Book Review: Find Momo

One of the great things about working in a library is having ample opportunities to discover great books by accident.  I often find books that I want to read or look at when looking for items to put out on display.  This is how I came across Find Momo by Andrew Knapp.  Momo is a border collie who is in every single picture of this photography book.  In some pictures he is quite easy to find; in others – not so much.  He may be behind a rock, on a roof, or sitting in the middle of a very cluttered room.  He is very good at hiding.
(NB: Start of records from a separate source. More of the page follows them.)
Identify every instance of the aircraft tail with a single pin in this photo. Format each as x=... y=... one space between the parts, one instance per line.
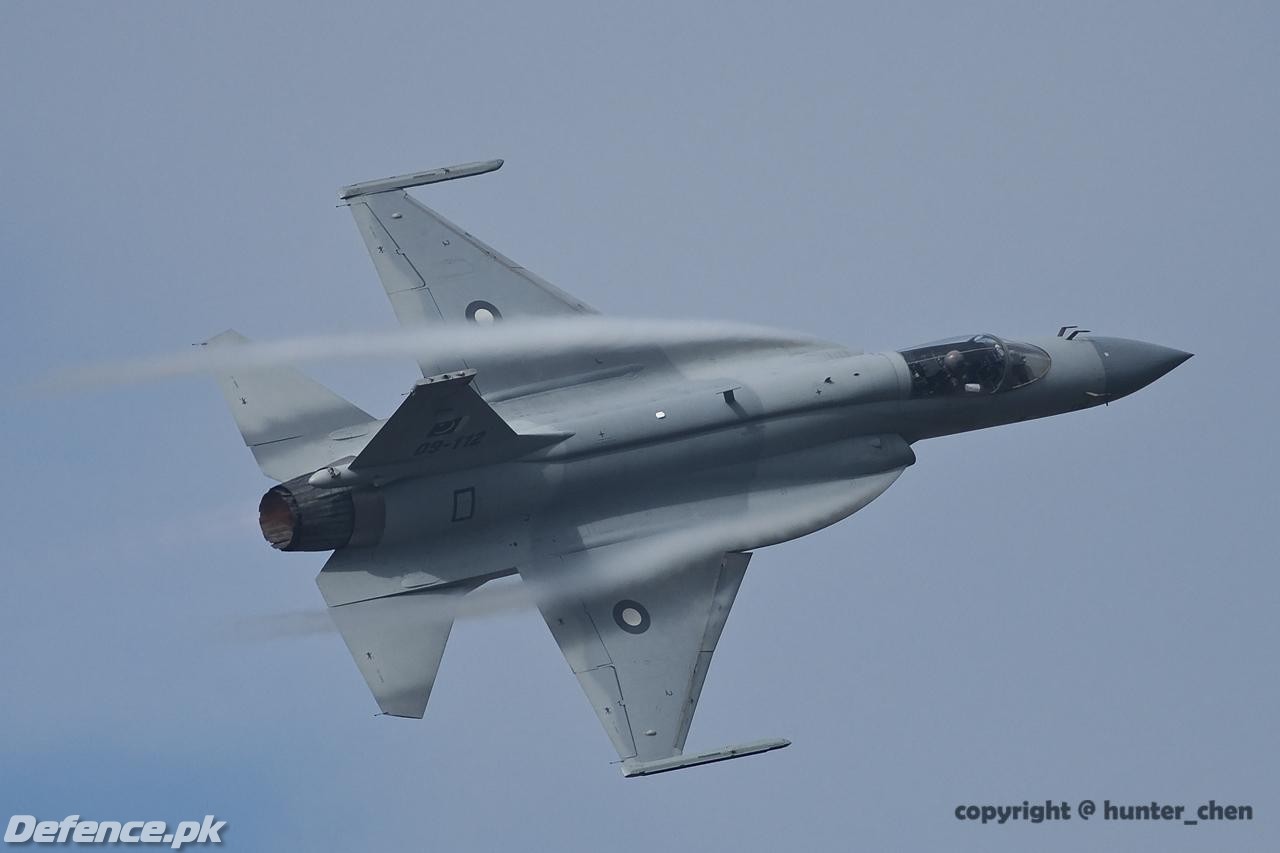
x=291 y=423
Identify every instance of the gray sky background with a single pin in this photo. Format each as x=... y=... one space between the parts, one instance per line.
x=1077 y=607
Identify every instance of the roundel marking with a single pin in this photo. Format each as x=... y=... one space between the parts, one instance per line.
x=631 y=616
x=483 y=313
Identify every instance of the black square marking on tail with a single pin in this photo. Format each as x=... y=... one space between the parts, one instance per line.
x=464 y=503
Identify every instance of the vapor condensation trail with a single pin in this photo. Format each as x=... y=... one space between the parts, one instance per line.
x=516 y=340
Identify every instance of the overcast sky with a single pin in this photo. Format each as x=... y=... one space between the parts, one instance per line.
x=1079 y=607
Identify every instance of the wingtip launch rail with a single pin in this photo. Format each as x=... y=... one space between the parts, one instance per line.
x=419 y=178
x=632 y=767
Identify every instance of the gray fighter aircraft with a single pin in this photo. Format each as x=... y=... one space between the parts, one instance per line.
x=626 y=488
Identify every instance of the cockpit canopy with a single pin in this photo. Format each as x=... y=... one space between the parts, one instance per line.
x=982 y=364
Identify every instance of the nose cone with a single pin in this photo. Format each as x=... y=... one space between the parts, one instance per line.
x=1130 y=365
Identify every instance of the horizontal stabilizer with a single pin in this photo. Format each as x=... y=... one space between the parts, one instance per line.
x=398 y=642
x=289 y=422
x=640 y=651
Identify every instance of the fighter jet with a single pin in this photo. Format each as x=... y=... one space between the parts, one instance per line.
x=626 y=487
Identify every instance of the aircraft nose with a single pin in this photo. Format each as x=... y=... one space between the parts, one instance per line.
x=1130 y=365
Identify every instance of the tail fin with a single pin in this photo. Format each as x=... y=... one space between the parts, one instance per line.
x=292 y=423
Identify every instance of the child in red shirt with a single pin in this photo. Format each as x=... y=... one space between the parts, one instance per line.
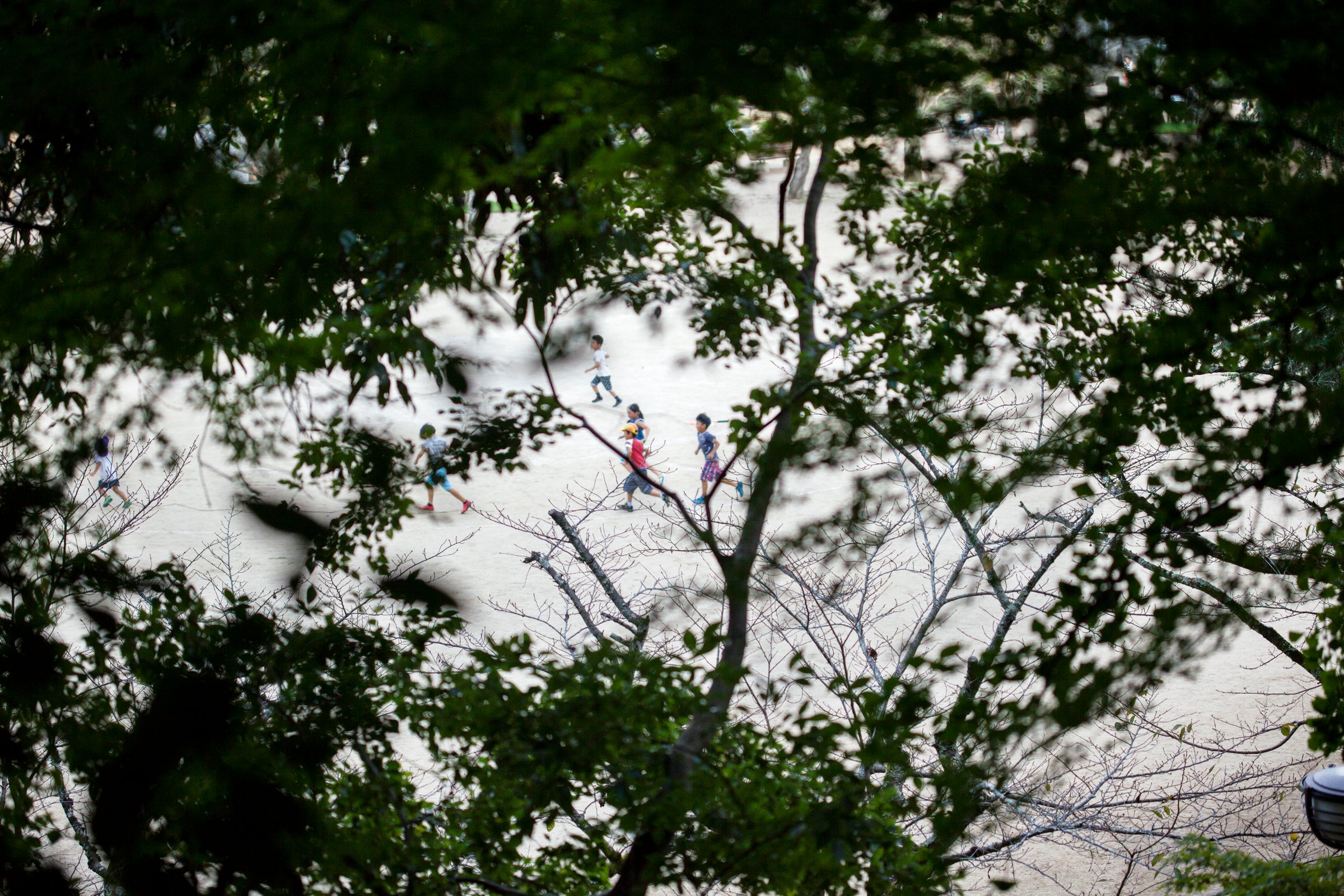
x=636 y=461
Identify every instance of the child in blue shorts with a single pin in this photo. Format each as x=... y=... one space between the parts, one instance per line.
x=713 y=470
x=433 y=448
x=604 y=372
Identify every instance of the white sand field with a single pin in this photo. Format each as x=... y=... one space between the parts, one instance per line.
x=652 y=365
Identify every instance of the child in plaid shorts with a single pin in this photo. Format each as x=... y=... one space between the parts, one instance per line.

As someone who likes puzzles and never quite grew out of Where’s Waldo, this is the perfect book for me. While my actual reading time is quite limited these days, it’s nice to check out a book that I can open to any page to give my brain some quick fun.

-Sarah

Monday, May 19, 2014

Book Review: Suspect




Sometimes reading fiction helps one figure out the mysteries of life.  After reading Suspect by Robert Crais, I now know why our dog Shiba happily pushes me out the door every morning when I go to work but whines pitifully when my husband leaves. I am not a member of Shiba's pack!
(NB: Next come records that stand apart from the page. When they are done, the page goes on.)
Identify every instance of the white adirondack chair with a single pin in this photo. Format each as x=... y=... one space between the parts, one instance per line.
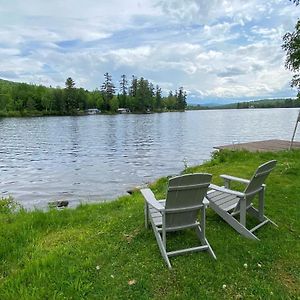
x=179 y=211
x=229 y=203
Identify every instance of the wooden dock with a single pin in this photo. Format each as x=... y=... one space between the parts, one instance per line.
x=261 y=146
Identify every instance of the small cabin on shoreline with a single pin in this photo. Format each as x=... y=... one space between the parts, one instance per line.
x=123 y=110
x=92 y=111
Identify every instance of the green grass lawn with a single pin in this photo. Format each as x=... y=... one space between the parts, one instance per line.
x=103 y=251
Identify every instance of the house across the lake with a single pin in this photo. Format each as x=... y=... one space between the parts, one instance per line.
x=92 y=111
x=123 y=110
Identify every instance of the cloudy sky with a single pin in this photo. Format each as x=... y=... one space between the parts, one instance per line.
x=218 y=50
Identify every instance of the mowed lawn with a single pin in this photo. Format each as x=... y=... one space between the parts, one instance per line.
x=103 y=251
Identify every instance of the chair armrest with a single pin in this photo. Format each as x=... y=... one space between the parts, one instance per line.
x=225 y=190
x=233 y=178
x=151 y=200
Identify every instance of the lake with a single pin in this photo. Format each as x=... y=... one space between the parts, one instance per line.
x=99 y=157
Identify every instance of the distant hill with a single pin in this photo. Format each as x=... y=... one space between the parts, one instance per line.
x=264 y=103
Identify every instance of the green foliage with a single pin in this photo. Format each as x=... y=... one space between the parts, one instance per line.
x=104 y=251
x=21 y=99
x=291 y=44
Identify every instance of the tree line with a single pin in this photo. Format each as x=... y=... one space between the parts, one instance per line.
x=137 y=95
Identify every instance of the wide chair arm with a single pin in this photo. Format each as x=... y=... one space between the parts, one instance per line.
x=228 y=178
x=226 y=190
x=151 y=200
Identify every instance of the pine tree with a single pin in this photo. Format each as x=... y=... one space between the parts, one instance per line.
x=107 y=90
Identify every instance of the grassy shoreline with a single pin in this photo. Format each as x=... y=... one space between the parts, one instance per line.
x=103 y=251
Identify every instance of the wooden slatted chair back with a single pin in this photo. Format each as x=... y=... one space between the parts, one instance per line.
x=184 y=199
x=259 y=177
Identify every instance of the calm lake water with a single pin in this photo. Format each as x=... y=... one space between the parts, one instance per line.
x=96 y=158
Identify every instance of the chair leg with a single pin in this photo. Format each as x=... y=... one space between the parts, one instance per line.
x=204 y=241
x=161 y=245
x=233 y=222
x=255 y=213
x=146 y=213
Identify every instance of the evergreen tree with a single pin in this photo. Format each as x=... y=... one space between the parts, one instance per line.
x=70 y=95
x=123 y=90
x=158 y=98
x=181 y=99
x=107 y=90
x=291 y=44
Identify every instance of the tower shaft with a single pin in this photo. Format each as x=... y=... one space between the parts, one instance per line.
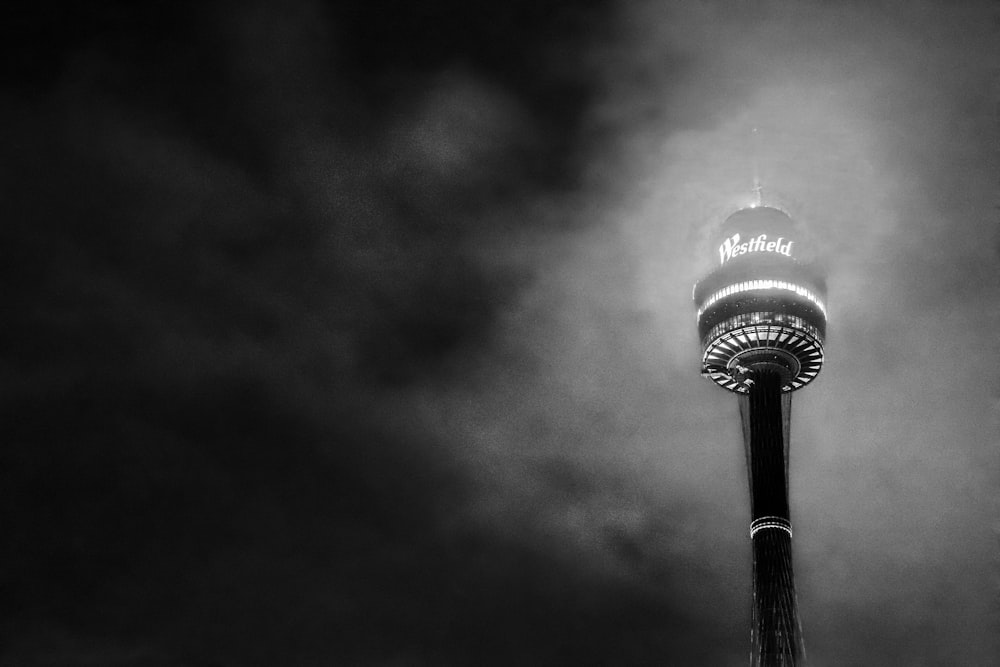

This is the story of Maggie and Scott.  They have been matched to become partners in the LAPD K-9 Platoon.  Maggie and Scott have a lot in common.  Maggie, a military working dog, lost her handler in a roadside attack in Afghanistan.  Maggie was wounded in the attack and was returned to the United States to heal. Scott, a young policeman, is also healing. He was wounded and his partner, Stephanie, was killed when they unexpectedly came upon what appeared to be a contract killing. That crime has not been solved.

Maggie and Scott have a lot to learn.  They must heal both emotionally and physically.  They must learn to trust.  They must become pack.  As pack, they can face the future. Together, Maggie and Scott can solve the crime.
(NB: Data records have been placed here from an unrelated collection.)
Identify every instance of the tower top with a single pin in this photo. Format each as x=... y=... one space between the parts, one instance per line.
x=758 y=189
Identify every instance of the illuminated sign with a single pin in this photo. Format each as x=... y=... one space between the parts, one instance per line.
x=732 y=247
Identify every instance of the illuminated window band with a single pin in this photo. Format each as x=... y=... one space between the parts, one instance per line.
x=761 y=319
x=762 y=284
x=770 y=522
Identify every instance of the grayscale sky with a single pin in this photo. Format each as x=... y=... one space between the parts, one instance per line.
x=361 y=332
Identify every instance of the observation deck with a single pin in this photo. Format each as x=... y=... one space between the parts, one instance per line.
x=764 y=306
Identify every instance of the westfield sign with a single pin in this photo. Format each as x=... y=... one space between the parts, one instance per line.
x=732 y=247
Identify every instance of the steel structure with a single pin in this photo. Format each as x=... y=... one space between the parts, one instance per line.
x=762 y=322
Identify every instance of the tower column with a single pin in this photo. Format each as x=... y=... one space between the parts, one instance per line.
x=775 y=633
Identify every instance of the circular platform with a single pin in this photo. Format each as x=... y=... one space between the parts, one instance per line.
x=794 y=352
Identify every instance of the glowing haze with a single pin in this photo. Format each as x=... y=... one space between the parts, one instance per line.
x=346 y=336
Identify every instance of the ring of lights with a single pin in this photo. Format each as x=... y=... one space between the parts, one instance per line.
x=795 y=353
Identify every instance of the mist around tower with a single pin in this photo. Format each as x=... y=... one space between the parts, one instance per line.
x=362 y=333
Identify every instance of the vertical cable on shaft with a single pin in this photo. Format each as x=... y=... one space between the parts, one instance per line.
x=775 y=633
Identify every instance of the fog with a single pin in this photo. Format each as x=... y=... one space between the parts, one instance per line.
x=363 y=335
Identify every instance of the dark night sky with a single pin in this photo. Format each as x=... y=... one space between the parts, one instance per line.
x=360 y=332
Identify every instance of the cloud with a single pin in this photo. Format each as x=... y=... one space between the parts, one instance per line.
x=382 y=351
I have always enjoyed Robert Crais's books because of the action and suspense.  I especially enjoyed Suspect because of Maggie.  Crais manages to make her a compelling character without anthropomorphism. The information about K-9 and military dog training was fascinating.   If you would like to learn even more about military dogs, read the article, "The Dogs of War", in the June 2014 issue of National Geographic Magazine.  Pack is everything!

~Gilby G

Sunday, May 11, 2014

Book Review: The Wives of Los Alamos



“We’re moving to the desert,” their physicist husbands told them. Explanations were thin on the ground, but still the young wives said goodbye to friends, offered vague reasons to parents they would not be permitted to see again for years, and they traveled--from cities and university towns, and from as far away as Europe--to the stark New Mexico outpost that was their new home. Some of them were pregnant and most had children in tow, and they would raise their young families in unfinished houses surrounded by barbed wire, where the water ran cold when it ran at all. Their clothes were all wrong, their heels were too high, and they were not prepared for the harsh turn into isolation and military secrecy that their lives had taken. Even less were they prepared for the horrendous truth of their husbands’ mysterious “project” when it was a secret no longer.

 The Wives of Los Alamos is the mesmerizing fictional account of how the wives adapted, survived and thrived—or not—in a largely unknown episode of  the second World War. Fans of Julie Otsuka’s The Buddha in the Attic will enjoy the choral nature of TaraShea Nesbit’s narrative.  Delivered in the first person plural voice it is as much poetry as it is prose, and it speaks eloquently to the shared experience of women in a community born of hardship and fueled by determination.